Session Type: ACR Poster Session C
Session Time: 9:00AM-11:00AM
Background/Purpose: HLA class II is the major susceptibility region for systemic lupus erythematosus (SLE) and other autoimmune disorders such as rheumatoid arthritis, multiple sclerosis and type 1 diabetes. The current paradigm is that autoimmune response is the result of breaking tolerance. However, it’s difficult to explain the presence of autoreactive Abs and T cells in normal people. Previously we showed HLA-DR3 (DR3) transgenic mice respond best to immunization with SmD and Ro60. To clarify the mechanisms for auto-Ab generation to SLE-related Ags, we undertook a detailed analysis of the anti-SmD T cell responses in DR3+AE0 mice.

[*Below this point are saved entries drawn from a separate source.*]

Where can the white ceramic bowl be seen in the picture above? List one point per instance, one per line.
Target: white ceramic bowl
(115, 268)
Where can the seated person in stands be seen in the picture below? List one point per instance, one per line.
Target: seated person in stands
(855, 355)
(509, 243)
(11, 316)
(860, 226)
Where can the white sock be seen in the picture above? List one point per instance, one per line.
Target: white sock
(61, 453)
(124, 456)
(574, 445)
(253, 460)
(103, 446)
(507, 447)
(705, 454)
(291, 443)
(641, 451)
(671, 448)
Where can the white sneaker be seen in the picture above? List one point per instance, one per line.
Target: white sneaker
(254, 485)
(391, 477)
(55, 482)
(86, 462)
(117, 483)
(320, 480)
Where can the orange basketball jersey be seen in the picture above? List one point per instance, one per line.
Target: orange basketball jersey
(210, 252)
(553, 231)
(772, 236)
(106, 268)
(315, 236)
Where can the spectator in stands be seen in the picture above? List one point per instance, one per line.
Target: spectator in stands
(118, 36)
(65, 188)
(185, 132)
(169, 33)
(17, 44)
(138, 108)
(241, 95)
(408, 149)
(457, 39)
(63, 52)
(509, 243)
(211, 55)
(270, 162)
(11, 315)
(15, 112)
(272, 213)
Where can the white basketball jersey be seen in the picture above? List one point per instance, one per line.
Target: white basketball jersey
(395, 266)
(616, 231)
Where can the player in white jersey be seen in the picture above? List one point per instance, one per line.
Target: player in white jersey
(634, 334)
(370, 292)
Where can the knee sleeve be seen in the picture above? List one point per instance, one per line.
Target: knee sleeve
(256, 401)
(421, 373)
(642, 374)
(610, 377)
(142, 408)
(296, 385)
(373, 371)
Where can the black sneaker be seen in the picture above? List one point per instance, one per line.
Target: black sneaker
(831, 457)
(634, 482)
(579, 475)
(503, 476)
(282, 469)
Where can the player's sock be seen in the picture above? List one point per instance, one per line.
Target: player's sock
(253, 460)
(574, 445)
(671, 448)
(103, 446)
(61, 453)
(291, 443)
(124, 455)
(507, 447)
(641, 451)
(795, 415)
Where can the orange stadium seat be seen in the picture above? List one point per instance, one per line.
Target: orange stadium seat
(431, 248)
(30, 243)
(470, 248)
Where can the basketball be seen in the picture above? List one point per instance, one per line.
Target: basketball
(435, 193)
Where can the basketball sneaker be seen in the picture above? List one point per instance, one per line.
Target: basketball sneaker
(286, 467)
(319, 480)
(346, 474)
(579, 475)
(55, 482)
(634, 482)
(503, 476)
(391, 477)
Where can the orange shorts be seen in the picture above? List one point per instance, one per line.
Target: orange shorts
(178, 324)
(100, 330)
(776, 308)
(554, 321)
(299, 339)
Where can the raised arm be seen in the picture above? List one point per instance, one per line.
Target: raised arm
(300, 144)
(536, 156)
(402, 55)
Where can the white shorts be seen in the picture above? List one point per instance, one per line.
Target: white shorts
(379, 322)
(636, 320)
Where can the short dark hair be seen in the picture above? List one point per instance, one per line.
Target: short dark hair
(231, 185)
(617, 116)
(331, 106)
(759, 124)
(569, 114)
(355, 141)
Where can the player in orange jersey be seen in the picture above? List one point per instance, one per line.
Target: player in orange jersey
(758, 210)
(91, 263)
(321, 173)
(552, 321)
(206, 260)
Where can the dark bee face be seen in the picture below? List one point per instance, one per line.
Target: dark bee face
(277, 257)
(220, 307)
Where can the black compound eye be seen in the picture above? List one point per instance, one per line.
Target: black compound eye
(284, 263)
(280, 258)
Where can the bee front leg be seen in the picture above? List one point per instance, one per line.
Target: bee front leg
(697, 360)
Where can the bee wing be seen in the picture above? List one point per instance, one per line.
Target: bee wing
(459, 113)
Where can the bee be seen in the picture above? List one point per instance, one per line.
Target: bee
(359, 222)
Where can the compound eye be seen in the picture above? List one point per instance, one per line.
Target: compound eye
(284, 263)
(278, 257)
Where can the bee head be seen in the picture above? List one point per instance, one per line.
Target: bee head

Methods: T-T hybridomas were generated by fusing lymph node cells from DR3+AE0 mice immunized with SmD in IFA with BW5147TCR-/-. IL-2 in the supernatants of T-T hybridomas stimulated by SmD with syngeneic splenic cells as APC was determined by ELISA. SmD T cell epitope regions were determined with 15mers overlapping by 3 amino acids covering the span of SmD with the established T-T hybridomas. The core epitopes were determined by alanine substitutions. TCR utilized by T-T hybridomas were sequenced. For response to SmD peptides and its mimics DR3+AE0 mice were immunized with 100µg peptide in CFA on day 1 and 50 µg of the immunogen in IFA on days 14 and 28. Sera were collected at 42, 56, 70, 90 and 120 days and assayed for Abs to SLE-related auto-Ags. Two hundred blood samples of healthy donors from Virginia Blood Services were analyzed for their HLA-DR types and auto-Abs titers.
Results: 47 stable T-T hybridomas reactive to SmD were generated by 7 fusions. They reacted with seven SmD antigenic regions. By alanine substitutions, they reacted with varied core epitopes. In some, the flanking sequences contributed to the core epitopes. The TCR of 17 hybridomas were sequenced. They used unique combinations of TCRα and TCRβ. By bioinformatics, we identified more than 10,000 potential bacterial peptide mimics of SmD T cell epitopes. Some of them are from commensal bacteria residing in the mucosal surfaces and skin. The ranking of affinities for SmD T epitopes to DR3 were in the mid-ranges among those of all potential bacterial mimics. 12 bacterial mimics from one of the SmD T epitopes with high, medium, and low affinities for DR3 were selected. Only those with modest binding affinities were able to stimulate relevant hybridomas and to induce auto-Ab in a similar fashion as the corresponding SmD peptide. The 200 blood donors were typed for HLA-DR2, DR3 and DR4. DR3+ individuals had higher anti-SmD Abs than those who were negative for DR3 and DR2.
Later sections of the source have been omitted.